With so much construction, Dubai, many people feel, is becoming a concrete jungle, lacking greenery, culture and life.

"The city of Dubai has almost everything. Yet, you feel something is missing. This is why most expatriate do not have a sense of belonging to this city," Sethi, who built his fortune through trading, is currently diversifying his business.

"However, this is going to change, as expatriates are now buying and are allowed to own properties, something that was unthinkable when I decided to settle down in this town in 1993. I did not have second thoughts on settling down here, when I came to know of the government's master plan surrounding Dubai.

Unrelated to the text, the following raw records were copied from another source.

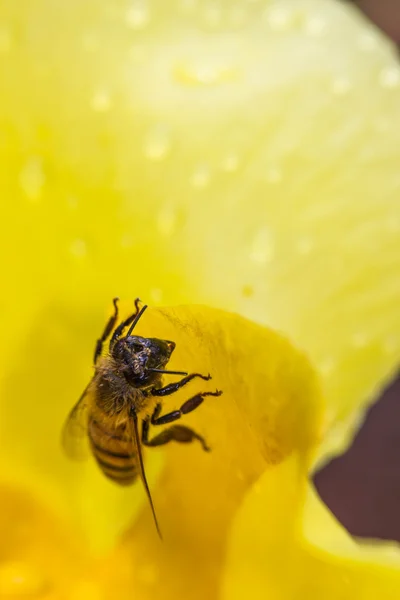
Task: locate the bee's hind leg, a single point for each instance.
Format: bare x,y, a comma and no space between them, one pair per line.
175,433
120,329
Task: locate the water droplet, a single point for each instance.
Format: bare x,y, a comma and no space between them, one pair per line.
340,86
5,40
157,143
359,339
262,249
367,42
138,15
166,221
390,76
90,42
78,248
126,241
31,178
205,74
278,18
201,176
156,295
315,26
18,579
230,163
273,175
101,100
305,245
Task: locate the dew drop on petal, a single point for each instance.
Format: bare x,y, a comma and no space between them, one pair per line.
262,248
20,580
391,345
31,178
273,175
166,221
390,77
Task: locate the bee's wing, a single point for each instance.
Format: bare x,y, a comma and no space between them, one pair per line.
133,432
74,435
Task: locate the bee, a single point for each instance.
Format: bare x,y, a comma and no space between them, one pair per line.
114,411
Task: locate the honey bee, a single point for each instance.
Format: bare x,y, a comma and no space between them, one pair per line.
114,411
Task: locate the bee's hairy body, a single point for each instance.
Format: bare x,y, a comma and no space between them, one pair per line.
119,399
109,431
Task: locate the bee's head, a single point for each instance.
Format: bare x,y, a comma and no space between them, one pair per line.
140,359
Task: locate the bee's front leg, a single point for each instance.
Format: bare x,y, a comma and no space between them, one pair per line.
171,388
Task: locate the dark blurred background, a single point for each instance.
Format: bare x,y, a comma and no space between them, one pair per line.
362,487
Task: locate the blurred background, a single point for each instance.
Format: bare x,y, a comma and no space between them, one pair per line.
362,487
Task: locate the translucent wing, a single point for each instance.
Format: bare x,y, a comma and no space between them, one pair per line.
74,434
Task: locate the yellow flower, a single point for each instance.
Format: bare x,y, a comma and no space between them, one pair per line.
241,155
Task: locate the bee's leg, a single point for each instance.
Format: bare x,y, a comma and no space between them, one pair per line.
186,408
175,433
171,388
119,330
107,330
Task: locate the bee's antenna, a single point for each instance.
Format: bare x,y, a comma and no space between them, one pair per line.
136,319
168,372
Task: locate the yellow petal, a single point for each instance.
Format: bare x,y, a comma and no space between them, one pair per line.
244,155
270,410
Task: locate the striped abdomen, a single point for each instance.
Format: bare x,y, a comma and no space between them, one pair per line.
113,449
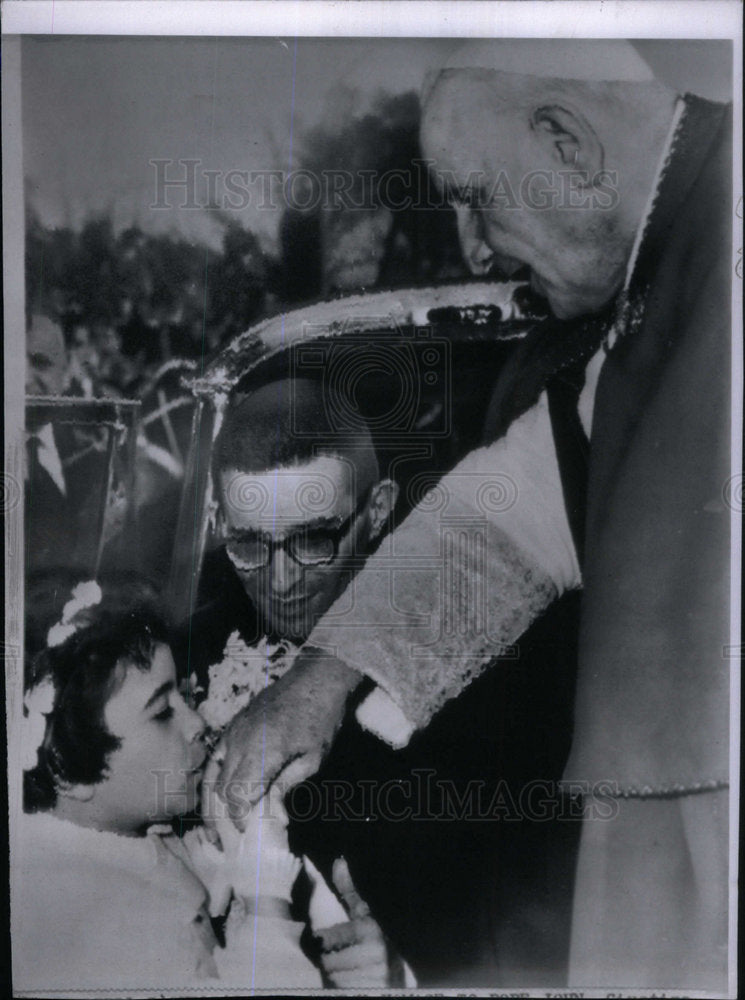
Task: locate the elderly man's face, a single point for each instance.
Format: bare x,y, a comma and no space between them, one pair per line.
487,147
311,522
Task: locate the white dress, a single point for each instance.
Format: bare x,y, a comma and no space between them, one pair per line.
100,911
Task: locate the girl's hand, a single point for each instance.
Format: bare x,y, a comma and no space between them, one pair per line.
355,953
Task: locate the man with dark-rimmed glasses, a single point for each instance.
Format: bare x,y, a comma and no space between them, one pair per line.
298,511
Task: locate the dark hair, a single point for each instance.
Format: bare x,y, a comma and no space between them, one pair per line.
259,430
123,628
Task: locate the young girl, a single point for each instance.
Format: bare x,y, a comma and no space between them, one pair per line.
108,897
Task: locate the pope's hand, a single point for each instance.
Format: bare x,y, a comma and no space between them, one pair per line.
284,733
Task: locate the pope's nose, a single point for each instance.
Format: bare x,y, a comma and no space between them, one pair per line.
285,573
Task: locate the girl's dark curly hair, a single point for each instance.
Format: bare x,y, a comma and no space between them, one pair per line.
86,670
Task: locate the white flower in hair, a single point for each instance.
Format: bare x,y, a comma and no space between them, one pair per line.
84,595
39,702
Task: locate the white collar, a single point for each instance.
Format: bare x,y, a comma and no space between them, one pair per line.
641,229
654,190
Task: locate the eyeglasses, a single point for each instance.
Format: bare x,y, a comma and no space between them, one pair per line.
315,545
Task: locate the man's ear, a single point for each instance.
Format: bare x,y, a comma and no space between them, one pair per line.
573,140
382,501
79,792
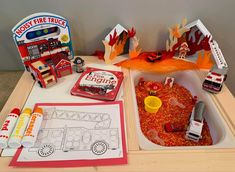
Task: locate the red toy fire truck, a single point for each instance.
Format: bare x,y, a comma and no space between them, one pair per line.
44,43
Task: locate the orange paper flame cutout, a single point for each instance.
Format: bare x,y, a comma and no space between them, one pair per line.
204,61
163,66
113,38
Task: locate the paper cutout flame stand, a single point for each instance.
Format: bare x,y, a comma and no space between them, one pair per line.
178,35
116,45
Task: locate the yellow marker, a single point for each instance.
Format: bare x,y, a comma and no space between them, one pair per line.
152,104
18,132
33,127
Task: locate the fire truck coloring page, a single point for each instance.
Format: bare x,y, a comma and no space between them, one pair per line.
72,132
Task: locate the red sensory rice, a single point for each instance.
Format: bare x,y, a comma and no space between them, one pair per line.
152,124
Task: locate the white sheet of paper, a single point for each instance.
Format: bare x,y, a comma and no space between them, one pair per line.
72,132
60,92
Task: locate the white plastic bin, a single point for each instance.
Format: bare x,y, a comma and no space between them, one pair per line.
220,132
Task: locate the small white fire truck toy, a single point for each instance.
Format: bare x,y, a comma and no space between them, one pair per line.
218,74
195,127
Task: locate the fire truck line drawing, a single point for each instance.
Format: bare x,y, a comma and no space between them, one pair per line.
98,139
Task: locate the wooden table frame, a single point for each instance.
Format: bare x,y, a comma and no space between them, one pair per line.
140,160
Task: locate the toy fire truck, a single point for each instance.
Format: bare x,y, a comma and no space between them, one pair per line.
218,74
196,122
44,43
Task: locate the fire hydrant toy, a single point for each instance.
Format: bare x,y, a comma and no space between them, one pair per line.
79,63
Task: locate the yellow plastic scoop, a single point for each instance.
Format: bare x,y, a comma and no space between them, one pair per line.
152,104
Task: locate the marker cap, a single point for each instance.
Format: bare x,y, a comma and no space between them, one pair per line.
16,111
38,110
27,110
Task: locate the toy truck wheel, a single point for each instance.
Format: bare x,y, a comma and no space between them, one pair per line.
46,150
40,84
99,147
33,76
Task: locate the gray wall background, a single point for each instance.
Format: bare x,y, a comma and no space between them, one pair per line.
91,20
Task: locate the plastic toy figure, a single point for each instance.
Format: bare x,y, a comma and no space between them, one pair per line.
79,63
183,50
152,57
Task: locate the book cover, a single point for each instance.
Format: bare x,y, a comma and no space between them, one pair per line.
98,84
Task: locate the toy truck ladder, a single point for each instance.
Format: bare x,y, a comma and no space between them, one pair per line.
217,54
102,120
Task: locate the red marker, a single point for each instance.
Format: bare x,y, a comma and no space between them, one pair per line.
8,126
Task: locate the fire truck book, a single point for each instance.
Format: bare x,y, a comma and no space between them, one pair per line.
98,84
77,134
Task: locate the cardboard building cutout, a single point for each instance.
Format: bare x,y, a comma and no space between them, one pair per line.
40,39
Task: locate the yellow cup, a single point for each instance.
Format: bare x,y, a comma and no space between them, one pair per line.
152,104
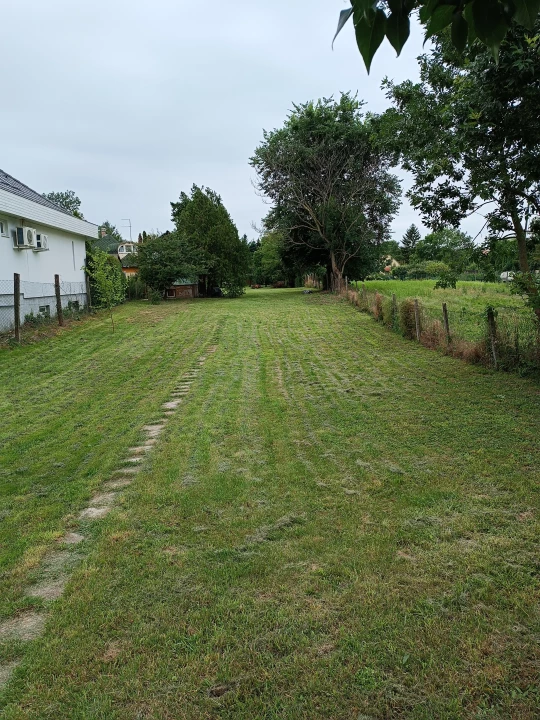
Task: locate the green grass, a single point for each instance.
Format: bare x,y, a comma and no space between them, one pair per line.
337,523
469,294
466,305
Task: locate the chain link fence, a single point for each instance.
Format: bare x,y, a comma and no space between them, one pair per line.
504,338
37,302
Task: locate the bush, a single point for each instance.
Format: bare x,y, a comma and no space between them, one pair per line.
400,273
446,280
154,296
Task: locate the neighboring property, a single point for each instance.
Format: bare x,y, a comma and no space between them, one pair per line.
39,240
126,252
185,288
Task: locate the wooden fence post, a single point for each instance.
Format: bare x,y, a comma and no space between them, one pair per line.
446,323
417,319
492,327
17,305
88,293
59,312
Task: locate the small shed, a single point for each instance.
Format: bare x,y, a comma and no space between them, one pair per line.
184,288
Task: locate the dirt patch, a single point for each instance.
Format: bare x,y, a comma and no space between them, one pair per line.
72,539
103,499
26,627
6,671
48,590
94,513
117,484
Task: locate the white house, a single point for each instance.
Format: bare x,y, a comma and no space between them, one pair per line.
39,240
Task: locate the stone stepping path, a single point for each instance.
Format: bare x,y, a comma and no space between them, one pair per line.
30,625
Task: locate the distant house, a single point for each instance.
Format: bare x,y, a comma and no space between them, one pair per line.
186,288
39,240
126,252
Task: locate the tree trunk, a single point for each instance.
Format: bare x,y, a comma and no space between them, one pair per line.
521,242
524,266
337,273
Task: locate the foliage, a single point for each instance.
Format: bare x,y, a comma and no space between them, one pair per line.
409,242
427,269
522,284
470,134
135,288
400,272
453,247
166,259
66,200
223,258
489,21
108,282
331,192
446,280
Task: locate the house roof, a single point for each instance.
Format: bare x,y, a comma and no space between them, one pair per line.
15,187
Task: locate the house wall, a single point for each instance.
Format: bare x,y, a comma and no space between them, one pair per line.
65,257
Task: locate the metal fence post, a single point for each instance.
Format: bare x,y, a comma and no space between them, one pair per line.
417,319
446,323
17,305
492,328
59,312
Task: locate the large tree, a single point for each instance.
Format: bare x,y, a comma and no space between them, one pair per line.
470,134
166,259
330,187
203,219
66,200
469,20
409,241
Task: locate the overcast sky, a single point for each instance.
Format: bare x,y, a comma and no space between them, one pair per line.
130,102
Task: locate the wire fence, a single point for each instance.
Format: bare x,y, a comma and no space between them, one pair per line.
38,303
504,338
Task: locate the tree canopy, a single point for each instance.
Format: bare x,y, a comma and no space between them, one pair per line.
204,221
488,21
330,189
164,260
470,134
66,200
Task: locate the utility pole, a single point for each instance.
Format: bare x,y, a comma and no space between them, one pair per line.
128,221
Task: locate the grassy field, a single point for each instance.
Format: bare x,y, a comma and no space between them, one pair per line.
336,523
471,295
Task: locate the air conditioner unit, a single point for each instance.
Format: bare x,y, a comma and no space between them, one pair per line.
26,237
42,243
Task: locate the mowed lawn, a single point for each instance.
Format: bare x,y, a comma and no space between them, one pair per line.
336,522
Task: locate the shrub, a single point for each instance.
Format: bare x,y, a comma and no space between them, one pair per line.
387,312
407,321
446,280
400,273
377,307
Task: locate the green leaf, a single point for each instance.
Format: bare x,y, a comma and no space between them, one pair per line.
344,15
489,24
398,28
470,22
427,10
370,31
441,18
526,12
460,32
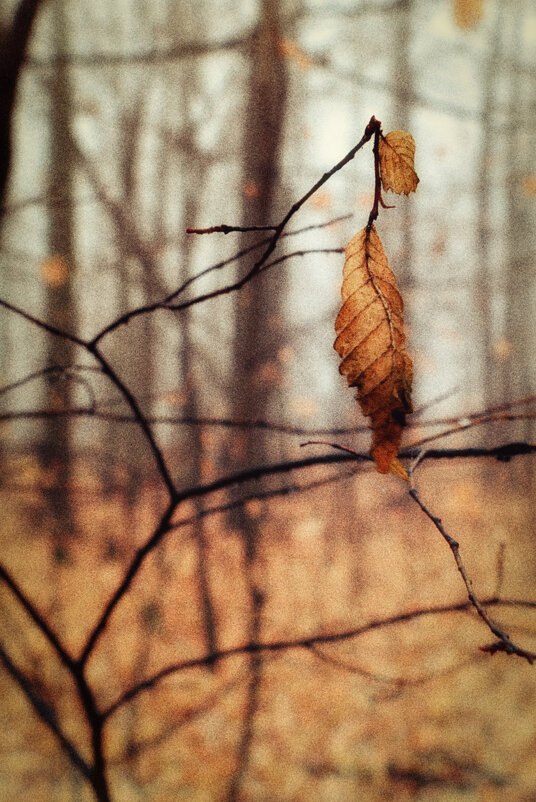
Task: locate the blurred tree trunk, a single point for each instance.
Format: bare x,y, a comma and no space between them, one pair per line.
13,42
258,308
520,339
56,446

"HongKong, Singapore and other places happened, but Dubai is the happening place now and we are in the middle of everything. This is exciting time for all of us and I do not have any plans to relocate, although I have businesses in many places."

Sethi, who had a humble beginning in trade in automotive products in Kenya and East Africa, moved to Dubai in 1993, sensing its future growth and opportunity.

He later extended his empire by supplying products and services to Iraq under the UN Food-for-Works programme in the 1990s.

Currently he is diversifying into real estate and electronic media and television channel. He has recently launched a new terrestial television channel with the Kenyan government for Kenya's 40 million population.

Sethi is currently developing a 40-storeyed tower in Jebel Ali, AJ Tower, with an investment involving Dh235 million. This is besides a number of other projects in India, Dubai and Kenya, totalling Dh375 million.

AJ Tower will have a built-up area of 400,000 square feet and will serve the growing demand for office space in Jebel Ali Free Zone.

He says, with the development of new cultural facilities, like Dubai Media City, Dubai Studio City, the emirate is filling a natural gap in its development masterplan.

"These will infuse life and soul to this fast growing city and will make our living a much more happy experience as the city of superalitves is also a melting pot of cultures," he quips.

Despite his exposure to the media, the handsome 40-something wants to remain behind the camera.


----------



## Bikes (Mar 5, 2005)

Nice,nice,nice! Hope he builds art cinemas too


----------



## dubaiflo (Jan 3, 2005)

and would someone open a thread for the 40F tower


----------